CategoricalBinarizer

class paralytics.preprocessing.CategoricalBinarizer(keywords_true=None, keywords_false=None)[source]

Bases: sklearn.base.BaseEstimator, sklearn.base.TransformerMixin

Finds categorical columns with binary-like response and converts them.

Searches throughout the categorical columns in the DataFrame and finds those which contain categories corresponding to the passed boolean values only.

Parameters
keywords_{true, false}: list, optional (default=None)

List of categories’ names corresponding to {True, False} logical values.

Attributes
columns_binarylike_: list

List of column names that should be mapped to boolean.

Methods Summary

fit(self, X[, y])

Fits selection of binary-like columns.

transform(self, X)

Applies boolean convertion to binary-like category columns.

Methods Documentation

fit(self, X, y=None)[source]

Fits selection of binary-like columns.

Parameters
X: pd.DataFrame, shape = (n_samples, n_features)
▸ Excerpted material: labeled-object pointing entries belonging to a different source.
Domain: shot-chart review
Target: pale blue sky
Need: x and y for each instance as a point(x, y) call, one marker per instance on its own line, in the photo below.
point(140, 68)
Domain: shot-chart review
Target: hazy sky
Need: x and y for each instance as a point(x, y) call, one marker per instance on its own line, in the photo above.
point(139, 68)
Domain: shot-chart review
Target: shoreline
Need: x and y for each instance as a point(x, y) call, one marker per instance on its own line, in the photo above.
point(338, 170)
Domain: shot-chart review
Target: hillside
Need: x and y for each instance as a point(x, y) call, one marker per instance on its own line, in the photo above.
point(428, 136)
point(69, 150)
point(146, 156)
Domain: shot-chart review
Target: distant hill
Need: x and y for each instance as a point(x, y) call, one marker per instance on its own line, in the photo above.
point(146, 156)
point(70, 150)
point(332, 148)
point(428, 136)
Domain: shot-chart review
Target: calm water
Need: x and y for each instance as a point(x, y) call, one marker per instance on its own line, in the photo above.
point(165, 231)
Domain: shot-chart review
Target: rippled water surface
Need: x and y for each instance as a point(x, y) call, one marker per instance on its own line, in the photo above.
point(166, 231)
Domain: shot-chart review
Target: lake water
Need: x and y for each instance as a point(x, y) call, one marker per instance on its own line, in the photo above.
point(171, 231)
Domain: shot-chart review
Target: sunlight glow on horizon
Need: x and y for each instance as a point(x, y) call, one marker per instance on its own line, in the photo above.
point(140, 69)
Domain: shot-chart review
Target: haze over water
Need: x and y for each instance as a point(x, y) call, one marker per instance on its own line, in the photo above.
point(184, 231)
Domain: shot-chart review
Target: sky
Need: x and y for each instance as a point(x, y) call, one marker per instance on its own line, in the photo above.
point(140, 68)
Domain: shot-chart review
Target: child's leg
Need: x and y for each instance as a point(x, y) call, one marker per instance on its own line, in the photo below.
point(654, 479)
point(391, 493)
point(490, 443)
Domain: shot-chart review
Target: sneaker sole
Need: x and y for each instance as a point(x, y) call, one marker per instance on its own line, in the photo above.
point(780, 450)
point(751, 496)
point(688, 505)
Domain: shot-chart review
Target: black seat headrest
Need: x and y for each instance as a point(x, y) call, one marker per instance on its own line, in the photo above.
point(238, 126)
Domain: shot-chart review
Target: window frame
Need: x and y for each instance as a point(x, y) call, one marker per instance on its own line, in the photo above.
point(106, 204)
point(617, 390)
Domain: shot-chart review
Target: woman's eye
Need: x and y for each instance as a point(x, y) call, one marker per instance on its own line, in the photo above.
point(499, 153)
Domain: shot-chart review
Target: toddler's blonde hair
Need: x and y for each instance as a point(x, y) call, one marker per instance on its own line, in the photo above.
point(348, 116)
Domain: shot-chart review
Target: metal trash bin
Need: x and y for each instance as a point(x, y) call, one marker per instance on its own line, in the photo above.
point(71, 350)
Data with n_samples as its number of samples and n_features as its number of features.

y: ignore
Returns
self: object

Returns the instance itself.

transform(self, X)[source]

Applies boolean convertion to binary-like category columns.

X columns that match the condition of containing only binary-like string values are mapped to boolean values corresponding to the passed strings expected to be interpreted as binary response.

Parameters
X: pd.DataFrame, shape = (n_samples, n_features)

Data with n_samples as its number of samples and n_features as its number of features.

Returns
X_new: pd.DataFrame, shape = (n_samples, n_features)

X data with substituted binary-like category columns with its corresponding binary values.